Your Guide to Image Optimization

Since our educational adventure at An Event Apart in Washington DC this past July, we’ve discussed Website Accessibility and Measuring Engagement. Today, we’re diving into the ever-important realm of Image Optimization.

What is Image Optimization?

When Una Kravets, UI Engineer for Digital Ocean, began her AEA presentation with a full screen photo of Bob Ross, we knew this was going to be good. Essentially, Image Optimization is what makes a raw, high-resolution photo or graphic look good and load fast on the web. This is accomplished using various tools and practices, which we’ll get into later. Worth noting, we aren’t necessarily talking about the physical size of an image in inches or pixels here, but instead the file size in bytes.

Every time you visit a web page, your computer is essentially downloading the embedded images to view them. This consumes precious bandwidth on your hosting environment as well as your visitor’s browsing device. The goal of image optimization is to minimize the bandwidth required to experience a website.

As Google so eloquently puts it, “Image optimization is both an art and science” because there is a definitive yet subjective balance between quality and file size. In the example below, you’ll see our original photo on the left, straight from the camera, with zero compression or optimization. To the right, that same photo has been saved at 10% quality to significantly reduce file size.

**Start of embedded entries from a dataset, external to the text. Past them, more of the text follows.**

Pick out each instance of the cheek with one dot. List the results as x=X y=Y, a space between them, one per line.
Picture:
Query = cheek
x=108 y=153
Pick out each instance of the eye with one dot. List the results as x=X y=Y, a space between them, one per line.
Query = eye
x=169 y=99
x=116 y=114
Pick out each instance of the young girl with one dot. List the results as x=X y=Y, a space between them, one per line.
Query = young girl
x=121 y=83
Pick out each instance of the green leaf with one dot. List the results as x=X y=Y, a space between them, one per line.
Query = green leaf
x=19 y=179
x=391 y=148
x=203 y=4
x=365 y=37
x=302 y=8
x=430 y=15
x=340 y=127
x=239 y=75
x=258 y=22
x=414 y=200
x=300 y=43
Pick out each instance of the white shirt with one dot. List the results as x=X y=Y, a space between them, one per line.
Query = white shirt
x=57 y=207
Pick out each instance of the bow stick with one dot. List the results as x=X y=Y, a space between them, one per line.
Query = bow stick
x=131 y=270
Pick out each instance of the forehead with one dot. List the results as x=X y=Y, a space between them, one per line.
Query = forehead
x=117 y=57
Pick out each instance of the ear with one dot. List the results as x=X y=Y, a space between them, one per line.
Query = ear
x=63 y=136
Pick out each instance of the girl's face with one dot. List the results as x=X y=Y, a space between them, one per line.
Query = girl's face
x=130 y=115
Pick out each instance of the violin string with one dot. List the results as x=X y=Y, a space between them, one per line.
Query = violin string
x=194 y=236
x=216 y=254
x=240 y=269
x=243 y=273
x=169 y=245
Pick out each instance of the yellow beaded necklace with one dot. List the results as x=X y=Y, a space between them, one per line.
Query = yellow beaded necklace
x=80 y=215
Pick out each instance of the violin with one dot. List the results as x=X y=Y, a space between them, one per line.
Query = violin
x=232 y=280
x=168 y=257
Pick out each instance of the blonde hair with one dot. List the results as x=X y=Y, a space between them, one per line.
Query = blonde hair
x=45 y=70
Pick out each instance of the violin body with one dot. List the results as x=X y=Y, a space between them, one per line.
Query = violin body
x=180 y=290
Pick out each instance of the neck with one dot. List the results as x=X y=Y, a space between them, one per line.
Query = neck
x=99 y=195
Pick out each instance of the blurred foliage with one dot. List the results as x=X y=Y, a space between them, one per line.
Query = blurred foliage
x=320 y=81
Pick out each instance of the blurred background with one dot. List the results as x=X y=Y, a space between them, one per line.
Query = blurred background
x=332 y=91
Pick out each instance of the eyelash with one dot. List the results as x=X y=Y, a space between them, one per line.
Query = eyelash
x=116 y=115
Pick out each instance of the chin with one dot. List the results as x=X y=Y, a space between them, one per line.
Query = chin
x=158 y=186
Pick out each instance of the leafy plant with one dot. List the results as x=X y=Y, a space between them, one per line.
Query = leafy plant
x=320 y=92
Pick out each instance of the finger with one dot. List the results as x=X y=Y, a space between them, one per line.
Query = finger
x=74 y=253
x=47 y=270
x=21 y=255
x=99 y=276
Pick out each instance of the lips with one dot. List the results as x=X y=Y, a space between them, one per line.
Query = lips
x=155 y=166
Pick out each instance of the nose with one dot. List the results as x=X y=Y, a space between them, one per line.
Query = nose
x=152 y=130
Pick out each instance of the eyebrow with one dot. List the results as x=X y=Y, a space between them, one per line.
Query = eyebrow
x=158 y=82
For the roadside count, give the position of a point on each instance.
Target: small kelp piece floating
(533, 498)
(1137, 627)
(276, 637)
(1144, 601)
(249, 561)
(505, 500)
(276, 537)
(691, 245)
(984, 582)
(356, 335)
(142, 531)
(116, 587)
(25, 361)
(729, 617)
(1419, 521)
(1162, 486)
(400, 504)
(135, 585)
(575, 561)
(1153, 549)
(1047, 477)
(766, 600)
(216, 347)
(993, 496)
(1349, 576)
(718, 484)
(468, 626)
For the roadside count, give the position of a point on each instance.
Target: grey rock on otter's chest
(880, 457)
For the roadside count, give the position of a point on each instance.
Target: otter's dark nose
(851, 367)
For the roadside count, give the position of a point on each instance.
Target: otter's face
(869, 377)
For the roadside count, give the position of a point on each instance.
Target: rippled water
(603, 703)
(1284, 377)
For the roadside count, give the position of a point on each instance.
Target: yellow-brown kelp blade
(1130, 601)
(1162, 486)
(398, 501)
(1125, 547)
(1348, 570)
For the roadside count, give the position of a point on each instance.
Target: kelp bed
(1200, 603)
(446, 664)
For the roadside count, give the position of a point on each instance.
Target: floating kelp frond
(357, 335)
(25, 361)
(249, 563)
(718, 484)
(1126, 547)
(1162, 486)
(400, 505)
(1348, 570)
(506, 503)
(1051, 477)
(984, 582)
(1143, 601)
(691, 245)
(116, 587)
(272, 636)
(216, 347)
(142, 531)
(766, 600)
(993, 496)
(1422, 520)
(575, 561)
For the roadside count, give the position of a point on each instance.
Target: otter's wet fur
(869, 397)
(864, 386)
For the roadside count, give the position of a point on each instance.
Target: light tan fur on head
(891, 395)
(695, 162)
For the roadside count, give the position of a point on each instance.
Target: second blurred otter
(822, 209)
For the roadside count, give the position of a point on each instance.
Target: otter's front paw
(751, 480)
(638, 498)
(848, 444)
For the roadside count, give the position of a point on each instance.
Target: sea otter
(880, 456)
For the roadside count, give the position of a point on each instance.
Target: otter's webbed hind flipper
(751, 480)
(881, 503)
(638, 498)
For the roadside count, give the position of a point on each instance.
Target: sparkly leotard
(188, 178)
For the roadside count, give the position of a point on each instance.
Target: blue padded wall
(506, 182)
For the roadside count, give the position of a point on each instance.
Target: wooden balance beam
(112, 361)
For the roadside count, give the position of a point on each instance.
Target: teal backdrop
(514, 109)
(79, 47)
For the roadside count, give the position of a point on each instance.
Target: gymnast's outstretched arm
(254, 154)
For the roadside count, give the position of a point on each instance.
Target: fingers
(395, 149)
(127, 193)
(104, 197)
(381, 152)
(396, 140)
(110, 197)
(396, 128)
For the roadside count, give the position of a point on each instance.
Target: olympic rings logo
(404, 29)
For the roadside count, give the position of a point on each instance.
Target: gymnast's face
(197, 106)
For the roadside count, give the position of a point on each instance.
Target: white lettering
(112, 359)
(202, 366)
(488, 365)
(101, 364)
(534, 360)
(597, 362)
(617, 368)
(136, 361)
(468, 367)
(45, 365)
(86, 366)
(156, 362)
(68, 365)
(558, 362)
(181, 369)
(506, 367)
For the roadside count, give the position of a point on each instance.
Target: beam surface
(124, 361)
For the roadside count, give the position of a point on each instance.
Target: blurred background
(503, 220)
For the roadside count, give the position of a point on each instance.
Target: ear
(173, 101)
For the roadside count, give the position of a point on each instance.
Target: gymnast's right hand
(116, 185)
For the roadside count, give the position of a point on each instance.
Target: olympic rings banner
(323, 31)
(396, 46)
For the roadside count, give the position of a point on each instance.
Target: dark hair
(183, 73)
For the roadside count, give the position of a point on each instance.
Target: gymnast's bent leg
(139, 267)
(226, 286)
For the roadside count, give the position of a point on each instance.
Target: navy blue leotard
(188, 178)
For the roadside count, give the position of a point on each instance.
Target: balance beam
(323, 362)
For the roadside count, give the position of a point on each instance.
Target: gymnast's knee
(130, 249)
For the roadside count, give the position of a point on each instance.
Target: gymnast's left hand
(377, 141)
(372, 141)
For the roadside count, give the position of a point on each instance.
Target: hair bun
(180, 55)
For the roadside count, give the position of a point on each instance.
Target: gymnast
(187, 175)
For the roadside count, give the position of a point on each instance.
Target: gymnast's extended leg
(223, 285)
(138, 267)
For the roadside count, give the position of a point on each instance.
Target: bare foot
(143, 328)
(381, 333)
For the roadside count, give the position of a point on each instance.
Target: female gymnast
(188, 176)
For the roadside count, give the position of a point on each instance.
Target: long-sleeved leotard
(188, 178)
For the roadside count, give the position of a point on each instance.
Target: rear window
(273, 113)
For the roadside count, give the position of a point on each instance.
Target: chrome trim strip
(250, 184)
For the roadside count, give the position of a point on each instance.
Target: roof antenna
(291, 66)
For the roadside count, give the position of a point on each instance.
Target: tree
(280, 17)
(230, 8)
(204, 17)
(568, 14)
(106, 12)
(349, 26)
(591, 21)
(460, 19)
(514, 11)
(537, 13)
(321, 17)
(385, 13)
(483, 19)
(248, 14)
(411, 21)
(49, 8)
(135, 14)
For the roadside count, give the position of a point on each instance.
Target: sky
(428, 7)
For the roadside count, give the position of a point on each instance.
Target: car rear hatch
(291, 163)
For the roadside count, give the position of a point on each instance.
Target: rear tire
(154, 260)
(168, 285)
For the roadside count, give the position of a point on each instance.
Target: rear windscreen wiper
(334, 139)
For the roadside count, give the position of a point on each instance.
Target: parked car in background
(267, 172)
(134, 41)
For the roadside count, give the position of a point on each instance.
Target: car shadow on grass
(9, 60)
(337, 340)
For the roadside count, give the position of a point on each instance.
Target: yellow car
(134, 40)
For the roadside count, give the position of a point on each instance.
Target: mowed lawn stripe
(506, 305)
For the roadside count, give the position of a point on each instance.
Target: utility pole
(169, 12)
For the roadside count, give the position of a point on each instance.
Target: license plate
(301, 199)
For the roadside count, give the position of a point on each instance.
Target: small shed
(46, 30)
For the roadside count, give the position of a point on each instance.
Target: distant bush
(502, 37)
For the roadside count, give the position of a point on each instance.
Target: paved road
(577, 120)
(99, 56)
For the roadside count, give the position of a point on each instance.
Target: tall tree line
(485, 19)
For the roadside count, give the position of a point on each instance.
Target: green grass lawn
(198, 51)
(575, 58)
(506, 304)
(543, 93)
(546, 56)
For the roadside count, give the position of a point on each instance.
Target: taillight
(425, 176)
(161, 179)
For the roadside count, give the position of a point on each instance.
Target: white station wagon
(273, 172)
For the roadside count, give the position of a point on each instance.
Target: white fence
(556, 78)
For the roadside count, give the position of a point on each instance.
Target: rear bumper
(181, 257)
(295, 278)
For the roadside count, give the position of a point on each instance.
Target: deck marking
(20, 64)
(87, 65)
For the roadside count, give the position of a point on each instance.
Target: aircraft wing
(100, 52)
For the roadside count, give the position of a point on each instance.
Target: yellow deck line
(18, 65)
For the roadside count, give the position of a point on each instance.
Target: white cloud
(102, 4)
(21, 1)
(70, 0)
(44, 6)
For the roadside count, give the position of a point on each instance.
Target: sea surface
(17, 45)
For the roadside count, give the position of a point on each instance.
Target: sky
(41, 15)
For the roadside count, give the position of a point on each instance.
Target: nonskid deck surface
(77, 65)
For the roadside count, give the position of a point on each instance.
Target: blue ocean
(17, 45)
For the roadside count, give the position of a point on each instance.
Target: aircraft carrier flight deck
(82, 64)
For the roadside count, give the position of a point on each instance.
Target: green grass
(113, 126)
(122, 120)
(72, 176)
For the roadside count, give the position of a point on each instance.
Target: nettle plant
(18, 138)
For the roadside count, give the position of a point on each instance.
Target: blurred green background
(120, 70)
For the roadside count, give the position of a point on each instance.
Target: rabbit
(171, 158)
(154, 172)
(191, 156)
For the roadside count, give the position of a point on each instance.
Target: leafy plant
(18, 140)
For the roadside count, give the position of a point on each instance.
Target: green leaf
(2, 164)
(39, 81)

Image Optimization for Web

With any image optimization, there is give and take. The higher the quality (more colors, finer detail) the bigger the file. There have been major strides in lossless compression that retain the depth and variation of photos. Such methods rely on extremely complex algorithms unique to each of the popular file types (JPG, GIF and PNG). Painting happy trees might make us smile, but image optimization is serious business.

Why it Matters?

You might ask yourself why this extra effort is necessary. You have a nice broadband internet setup at your house, so why bother with a saved kilobyte here and there? For that answer, you’ll have to step outside of your own home. When Una Kravets refers to “Responsible Imaging,” she’s talking about serving all audiences, across the world, on any devices, with a wide range of connectivity scenarios. Like her, if you believe access to information should be a basic human right, then image optimization becomes a top priority. If we look at mobile traffic alone, about 50% of all visitors are using a phone or tablet to browse your website – often from a 3G connection. Statistics show that 53% of mobile sites are abandoned after just 3 seconds. Can you afford to lose that much business due to slow page load times?

Mobile Image Optimization

Additionally, search engines like Google are starting to place increased importance on page load times. Websites that load faster rank higher in search results and that will only become truer as expectations evolve. Just for fun, check out your current Google Page Speed Score.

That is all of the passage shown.